America’s Fundamental and Vanishing Right to Bail
“All persons shall be bailable by sufficient sureties, except for capital offenses when the proof is evident or the presumption great.” This is the “consensus” text of one of the most fundamental rights in American history. Even before the Bill of Rights was proposed to the states, Congress ensured this right in the U.S. territories with the Northwest Ordinance of 1787 and in the federal courts with the Judiciary Act of 1789. The states protected the right even more strongly—48 states protected this right as recently as a generation ago, and 42 states protected the right in at least one of their state constitutions. When the Fourteenth Amendment was ratified in 1868, more than three-fourths of the states—29 out of the then 37—provided the Consensus Right to Bail in their state constitutions. In these states, persons accused of a crime (other than a capital offense) had the right to be released on bail if they could offer a sufficient surety.

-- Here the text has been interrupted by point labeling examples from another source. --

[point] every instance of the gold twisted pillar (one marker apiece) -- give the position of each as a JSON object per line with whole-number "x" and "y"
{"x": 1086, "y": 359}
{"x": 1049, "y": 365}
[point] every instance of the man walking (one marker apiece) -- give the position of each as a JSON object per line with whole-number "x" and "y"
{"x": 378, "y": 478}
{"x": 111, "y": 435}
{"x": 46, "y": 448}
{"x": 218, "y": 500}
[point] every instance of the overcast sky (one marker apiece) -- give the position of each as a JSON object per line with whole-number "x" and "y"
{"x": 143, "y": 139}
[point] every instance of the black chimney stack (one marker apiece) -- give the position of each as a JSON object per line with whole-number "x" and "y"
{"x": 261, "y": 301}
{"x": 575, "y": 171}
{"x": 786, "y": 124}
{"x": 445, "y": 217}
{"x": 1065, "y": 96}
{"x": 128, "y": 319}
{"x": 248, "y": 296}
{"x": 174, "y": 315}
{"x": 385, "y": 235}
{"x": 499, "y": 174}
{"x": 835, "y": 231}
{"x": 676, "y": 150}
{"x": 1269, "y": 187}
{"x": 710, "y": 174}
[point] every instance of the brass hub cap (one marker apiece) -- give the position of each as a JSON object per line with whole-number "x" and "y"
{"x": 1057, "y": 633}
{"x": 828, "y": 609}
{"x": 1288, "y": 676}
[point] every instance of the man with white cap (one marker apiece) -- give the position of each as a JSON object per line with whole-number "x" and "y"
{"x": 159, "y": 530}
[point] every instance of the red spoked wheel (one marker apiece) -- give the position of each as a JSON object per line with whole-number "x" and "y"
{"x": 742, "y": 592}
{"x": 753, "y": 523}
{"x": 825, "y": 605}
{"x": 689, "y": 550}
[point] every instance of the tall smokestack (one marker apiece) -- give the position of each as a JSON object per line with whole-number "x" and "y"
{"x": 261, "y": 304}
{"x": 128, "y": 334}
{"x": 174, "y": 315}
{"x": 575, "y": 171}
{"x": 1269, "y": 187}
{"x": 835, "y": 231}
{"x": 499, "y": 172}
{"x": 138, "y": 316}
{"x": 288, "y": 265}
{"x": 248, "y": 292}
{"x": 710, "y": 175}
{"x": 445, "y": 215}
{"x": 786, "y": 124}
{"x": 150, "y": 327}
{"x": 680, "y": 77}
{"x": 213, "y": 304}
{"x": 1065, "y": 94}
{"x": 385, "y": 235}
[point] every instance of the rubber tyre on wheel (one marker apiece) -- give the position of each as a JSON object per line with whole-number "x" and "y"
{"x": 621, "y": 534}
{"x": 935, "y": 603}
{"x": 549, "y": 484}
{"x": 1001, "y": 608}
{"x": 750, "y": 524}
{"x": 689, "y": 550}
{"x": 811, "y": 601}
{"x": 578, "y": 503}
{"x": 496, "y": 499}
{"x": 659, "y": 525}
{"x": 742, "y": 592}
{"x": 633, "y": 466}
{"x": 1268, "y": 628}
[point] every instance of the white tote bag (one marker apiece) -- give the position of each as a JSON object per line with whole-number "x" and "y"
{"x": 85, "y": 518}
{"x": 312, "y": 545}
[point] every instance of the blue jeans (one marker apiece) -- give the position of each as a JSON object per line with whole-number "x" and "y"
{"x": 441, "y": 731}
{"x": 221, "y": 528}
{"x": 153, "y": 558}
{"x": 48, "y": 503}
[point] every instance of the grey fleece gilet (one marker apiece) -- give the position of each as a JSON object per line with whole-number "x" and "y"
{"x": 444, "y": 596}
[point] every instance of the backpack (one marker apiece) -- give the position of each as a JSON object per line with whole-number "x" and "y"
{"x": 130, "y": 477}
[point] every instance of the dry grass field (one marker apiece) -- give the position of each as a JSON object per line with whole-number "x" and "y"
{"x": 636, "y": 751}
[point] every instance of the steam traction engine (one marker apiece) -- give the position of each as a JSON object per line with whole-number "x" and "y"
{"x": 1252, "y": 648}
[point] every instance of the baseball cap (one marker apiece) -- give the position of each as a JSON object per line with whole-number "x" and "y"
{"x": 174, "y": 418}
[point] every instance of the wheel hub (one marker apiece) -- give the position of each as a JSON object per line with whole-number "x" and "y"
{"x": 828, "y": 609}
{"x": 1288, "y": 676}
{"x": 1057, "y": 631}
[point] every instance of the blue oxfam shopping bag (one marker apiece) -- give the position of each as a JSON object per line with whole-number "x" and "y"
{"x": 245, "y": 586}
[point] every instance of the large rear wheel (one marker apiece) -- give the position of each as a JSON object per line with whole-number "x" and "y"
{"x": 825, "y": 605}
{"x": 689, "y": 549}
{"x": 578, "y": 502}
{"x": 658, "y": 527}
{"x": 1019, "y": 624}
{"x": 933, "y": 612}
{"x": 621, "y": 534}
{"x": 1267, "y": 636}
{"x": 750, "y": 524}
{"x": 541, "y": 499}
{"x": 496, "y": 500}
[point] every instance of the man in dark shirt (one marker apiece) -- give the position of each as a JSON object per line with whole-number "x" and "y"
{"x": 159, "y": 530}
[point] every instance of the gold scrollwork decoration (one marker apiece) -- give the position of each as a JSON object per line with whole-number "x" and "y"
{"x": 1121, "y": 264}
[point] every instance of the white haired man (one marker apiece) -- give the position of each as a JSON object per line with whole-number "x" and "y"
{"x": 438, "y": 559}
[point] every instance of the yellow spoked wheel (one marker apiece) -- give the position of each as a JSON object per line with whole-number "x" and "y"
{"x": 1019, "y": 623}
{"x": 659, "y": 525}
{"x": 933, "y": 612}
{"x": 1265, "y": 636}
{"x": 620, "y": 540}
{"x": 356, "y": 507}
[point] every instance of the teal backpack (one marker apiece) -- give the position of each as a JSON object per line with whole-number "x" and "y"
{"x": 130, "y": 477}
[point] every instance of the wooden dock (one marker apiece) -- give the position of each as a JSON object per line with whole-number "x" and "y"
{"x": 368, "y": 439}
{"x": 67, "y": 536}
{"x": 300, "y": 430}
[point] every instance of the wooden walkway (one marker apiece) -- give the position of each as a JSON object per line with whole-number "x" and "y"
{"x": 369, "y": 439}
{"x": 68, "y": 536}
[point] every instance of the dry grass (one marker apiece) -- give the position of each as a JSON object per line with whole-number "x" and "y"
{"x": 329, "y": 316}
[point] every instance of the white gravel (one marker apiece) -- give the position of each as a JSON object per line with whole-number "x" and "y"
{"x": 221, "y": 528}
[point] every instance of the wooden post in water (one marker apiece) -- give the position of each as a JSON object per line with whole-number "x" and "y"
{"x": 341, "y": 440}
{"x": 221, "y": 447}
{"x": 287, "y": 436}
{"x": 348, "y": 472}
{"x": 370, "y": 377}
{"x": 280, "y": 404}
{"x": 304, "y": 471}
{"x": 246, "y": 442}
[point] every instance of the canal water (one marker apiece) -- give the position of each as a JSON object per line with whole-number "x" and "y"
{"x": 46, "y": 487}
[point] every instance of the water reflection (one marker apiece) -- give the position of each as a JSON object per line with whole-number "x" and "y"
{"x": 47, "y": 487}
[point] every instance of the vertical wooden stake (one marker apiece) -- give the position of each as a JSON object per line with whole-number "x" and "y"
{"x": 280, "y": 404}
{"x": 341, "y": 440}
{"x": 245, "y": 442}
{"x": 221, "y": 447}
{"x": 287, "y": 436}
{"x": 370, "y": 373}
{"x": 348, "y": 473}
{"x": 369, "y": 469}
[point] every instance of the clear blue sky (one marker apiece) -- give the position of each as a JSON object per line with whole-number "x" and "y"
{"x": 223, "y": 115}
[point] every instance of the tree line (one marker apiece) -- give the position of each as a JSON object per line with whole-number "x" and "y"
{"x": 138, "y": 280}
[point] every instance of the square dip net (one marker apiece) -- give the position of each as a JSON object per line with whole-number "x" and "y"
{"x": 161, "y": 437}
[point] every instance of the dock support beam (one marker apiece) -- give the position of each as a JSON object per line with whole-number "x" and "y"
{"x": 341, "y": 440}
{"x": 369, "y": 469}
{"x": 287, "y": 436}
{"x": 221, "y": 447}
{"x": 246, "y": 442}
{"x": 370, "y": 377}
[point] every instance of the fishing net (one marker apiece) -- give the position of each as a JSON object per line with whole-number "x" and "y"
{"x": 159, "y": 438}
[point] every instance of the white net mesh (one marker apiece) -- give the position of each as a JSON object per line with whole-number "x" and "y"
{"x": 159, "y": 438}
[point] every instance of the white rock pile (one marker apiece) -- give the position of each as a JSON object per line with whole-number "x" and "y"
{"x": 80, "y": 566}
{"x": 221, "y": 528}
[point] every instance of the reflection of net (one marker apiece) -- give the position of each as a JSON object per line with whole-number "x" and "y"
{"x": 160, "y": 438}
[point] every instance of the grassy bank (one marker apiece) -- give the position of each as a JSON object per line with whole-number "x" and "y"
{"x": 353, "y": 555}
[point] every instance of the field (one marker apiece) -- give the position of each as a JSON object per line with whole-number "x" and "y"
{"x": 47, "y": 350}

Despite its centrality to America’s constitutional history, the Consensus Right to Bail has been ignored in historical and legal scholarship. Based on a statistical analysis of all present and historical state constitutions, this Article presents the “consensus” text of this fundamental right for the first time. The articulation of the right to bail was remarkably consistent across states, hence forming a consensus. Although Congress—through the Judiciary Act of 1789—used different words to express the right to bail, the substance of the right to bail was the same under state and federal law and was stable for 200 years.
Since the 1970s, however, after the election of President Richard Nixon and the start of the “war on crime,” the right to bail has been under attack. Through 40 years of legislative and constitutional “reform,” the right to bail has been struck from federal law and rescinded or threatened in roughly half of the states. Now, persons accused of crimes are routinely denied bail if they are found to be a “flight risk” or a “danger to the community.” Only 24 states still provide in their constitutions the strong guarantee, unadulterated by radical reform, of the Consensus Right to Bail.
This Article argues that the Fifth and Fourteenth Amendments render invalid the recent federal and state encroachments on the right to bail. The trend toward abridging the freedom of accused persons not only denies a fundamental textual right of longstanding tradition, but also turns federalism on its head. In the past 30 years, the federal government, which in the 1984 Bail Reform Act curtailed the longstanding federal right to bail, has developed a rich set of criminal laws spanning across areas traditionally reserved to the states; yet, it has failed to provide the same level of constitutional protection for bail historically provided by the states.